暖かい布団の中で。広い室内で、ルフィは起きた。夢かと思った。
敵国との戦に破れ、城は落ち、国は滅んだはず。自分は死のうとあの男に首を差し出したはず。はっと体を起こしたとき、目に映ったのは敵国の紋章を飾った障子。

ルフィは悲鳴をあげて逃げようとしたが、一気に障子が開いた。
数人の女達に囲まれ、強引に口を開かせられ、薬を飲まされた。それは神経を麻痺させるもので、ルフィは体を動かすことも、喋ることもできず。人形のようになってしまった。
そして、用意された純白の花嫁衣装を着せられた。ルフィに待っていたのは予想もつかない、儀式だった。
婚礼の儀式。敵国の君主、エースの妻として。動けず、喋れないルフィはただただ、時が過ぎるのを待つしかできなかった。
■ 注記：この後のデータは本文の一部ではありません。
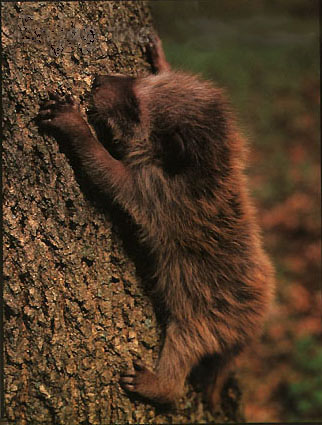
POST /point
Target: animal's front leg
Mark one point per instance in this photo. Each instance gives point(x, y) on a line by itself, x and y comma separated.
point(61, 117)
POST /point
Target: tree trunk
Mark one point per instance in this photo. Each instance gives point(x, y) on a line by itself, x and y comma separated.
point(75, 312)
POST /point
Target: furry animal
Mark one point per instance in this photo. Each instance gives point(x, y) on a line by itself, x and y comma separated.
point(179, 174)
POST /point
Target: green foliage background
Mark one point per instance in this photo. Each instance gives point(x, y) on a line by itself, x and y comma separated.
point(266, 54)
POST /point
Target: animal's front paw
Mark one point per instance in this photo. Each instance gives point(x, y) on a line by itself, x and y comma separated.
point(60, 114)
point(140, 380)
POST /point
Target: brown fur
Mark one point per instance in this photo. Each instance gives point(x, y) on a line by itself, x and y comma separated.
point(180, 176)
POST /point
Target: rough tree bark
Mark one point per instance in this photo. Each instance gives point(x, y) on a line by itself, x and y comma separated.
point(75, 312)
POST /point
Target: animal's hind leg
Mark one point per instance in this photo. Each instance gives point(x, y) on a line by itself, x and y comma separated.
point(166, 383)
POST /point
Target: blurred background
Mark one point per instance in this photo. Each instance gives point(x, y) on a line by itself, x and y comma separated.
point(266, 54)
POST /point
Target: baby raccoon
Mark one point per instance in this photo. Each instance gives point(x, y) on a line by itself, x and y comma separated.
point(180, 176)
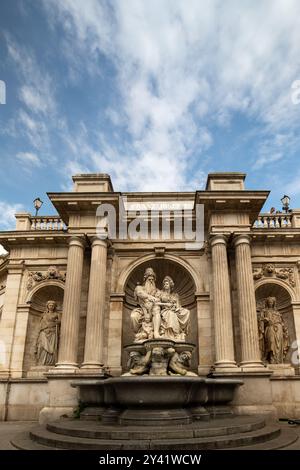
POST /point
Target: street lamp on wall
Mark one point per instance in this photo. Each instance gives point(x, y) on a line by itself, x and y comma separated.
point(285, 203)
point(37, 205)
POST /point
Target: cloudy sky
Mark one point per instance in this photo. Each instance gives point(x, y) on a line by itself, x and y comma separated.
point(156, 93)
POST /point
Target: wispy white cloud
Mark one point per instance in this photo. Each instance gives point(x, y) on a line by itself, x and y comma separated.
point(8, 211)
point(37, 90)
point(183, 69)
point(29, 158)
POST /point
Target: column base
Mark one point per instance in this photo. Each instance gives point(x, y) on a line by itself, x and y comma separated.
point(254, 366)
point(225, 365)
point(92, 368)
point(65, 366)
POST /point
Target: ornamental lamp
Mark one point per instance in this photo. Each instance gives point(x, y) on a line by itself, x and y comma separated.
point(285, 203)
point(37, 205)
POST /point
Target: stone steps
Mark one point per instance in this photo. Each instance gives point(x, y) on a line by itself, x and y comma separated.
point(239, 432)
point(285, 439)
point(44, 437)
point(195, 430)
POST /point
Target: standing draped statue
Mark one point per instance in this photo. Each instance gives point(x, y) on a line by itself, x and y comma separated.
point(48, 337)
point(273, 333)
point(160, 314)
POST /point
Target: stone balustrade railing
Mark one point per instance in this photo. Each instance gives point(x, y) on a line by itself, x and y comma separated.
point(278, 220)
point(25, 221)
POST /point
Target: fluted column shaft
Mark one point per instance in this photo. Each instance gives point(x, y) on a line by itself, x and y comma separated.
point(222, 304)
point(68, 347)
point(247, 303)
point(93, 353)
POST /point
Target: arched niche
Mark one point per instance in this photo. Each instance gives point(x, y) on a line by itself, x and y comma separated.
point(284, 305)
point(184, 286)
point(38, 301)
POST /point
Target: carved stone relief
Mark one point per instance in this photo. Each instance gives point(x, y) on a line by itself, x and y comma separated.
point(270, 270)
point(35, 277)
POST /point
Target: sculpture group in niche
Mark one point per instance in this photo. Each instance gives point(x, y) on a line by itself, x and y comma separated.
point(160, 314)
point(273, 333)
point(160, 326)
point(48, 337)
point(269, 270)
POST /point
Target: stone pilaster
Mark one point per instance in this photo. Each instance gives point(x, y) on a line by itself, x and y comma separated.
point(93, 352)
point(9, 313)
point(68, 347)
point(247, 305)
point(224, 348)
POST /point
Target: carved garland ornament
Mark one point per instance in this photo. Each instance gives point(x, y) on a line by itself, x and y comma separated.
point(50, 274)
point(270, 271)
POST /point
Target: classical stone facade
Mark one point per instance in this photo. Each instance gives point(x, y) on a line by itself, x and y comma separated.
point(222, 292)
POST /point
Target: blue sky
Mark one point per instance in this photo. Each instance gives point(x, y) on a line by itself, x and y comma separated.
point(156, 93)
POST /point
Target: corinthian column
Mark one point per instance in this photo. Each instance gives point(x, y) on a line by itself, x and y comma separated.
point(222, 305)
point(71, 307)
point(93, 352)
point(247, 304)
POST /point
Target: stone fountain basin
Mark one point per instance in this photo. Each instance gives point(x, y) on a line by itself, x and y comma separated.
point(155, 392)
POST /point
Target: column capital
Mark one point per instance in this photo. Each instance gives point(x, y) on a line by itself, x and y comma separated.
point(241, 238)
point(96, 241)
point(218, 239)
point(77, 241)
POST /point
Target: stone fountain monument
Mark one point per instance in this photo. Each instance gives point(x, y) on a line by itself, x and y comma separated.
point(159, 388)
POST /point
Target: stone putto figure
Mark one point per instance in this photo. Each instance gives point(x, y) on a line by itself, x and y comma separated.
point(273, 333)
point(174, 318)
point(47, 340)
point(160, 314)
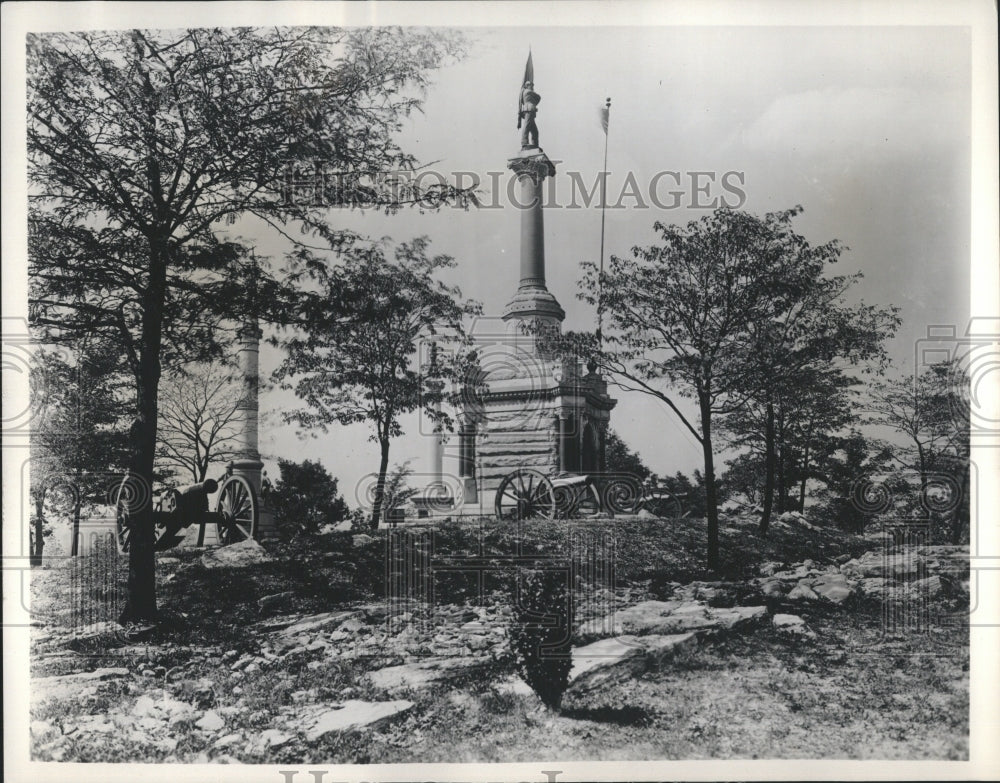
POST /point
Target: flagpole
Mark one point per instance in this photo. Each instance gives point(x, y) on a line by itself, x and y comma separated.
point(604, 205)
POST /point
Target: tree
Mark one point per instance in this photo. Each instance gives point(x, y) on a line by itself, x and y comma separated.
point(843, 496)
point(619, 458)
point(930, 412)
point(142, 145)
point(306, 497)
point(199, 420)
point(792, 426)
point(681, 316)
point(78, 439)
point(354, 360)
布団の上で、ぐったりと横になるルフィは身動きがとれない。ここで、あの男がやってくれば。間違いなく犯される。

助けて、と声をあげても誰も来ない。
傍に侍女が控えているはずなのに。すると、がっと勢いよく障子が開く。同じ色の寝着を着たこの城の主。

「ルフィ・・」

「くっ・・」

「なげぇ式も終わったことだ。夜を楽しもうぜ」

「やだ・・ふざけんなっお前何考えてんだよ!敵国の娘だった俺を・・側室にするなんて!!意味ねぇだろっ首をとればいいだけだろっ」

「側室?」

エースは首を傾げる。
吠えるルフィにくすりと笑い、布団に近づき彼女の胸ぐらを掴んで強引に押さえつけた。

「誰が側室って言ったんだ・・?」

「・・じゃあ、妾以下か。奴隷以下か」

「・・・はははっ!!」

エースは高笑う。
途端に呆然と驚くルフィに獣のごとく食いついた。
寝着がびりびりに破かれ、一気に素肌が晒される。豊満な、誰も触れた事のない膨らみを大きな手が掴むとルフィは悲鳴をあげる。
そのままエースは縛られたルフィの手錠を鍵で外し、這い回る彼女の手を力づくで押さえつけた。

情け容赦ない、強引過ぎる男の力にルフィは涙する。
恐い。何て恐い男。いずれ父が決めた婿養子と婚姻を結んで夜を過ごすはずだったのに。
一族を滅ぼし国を燃やした男の手に、犯されようとしている。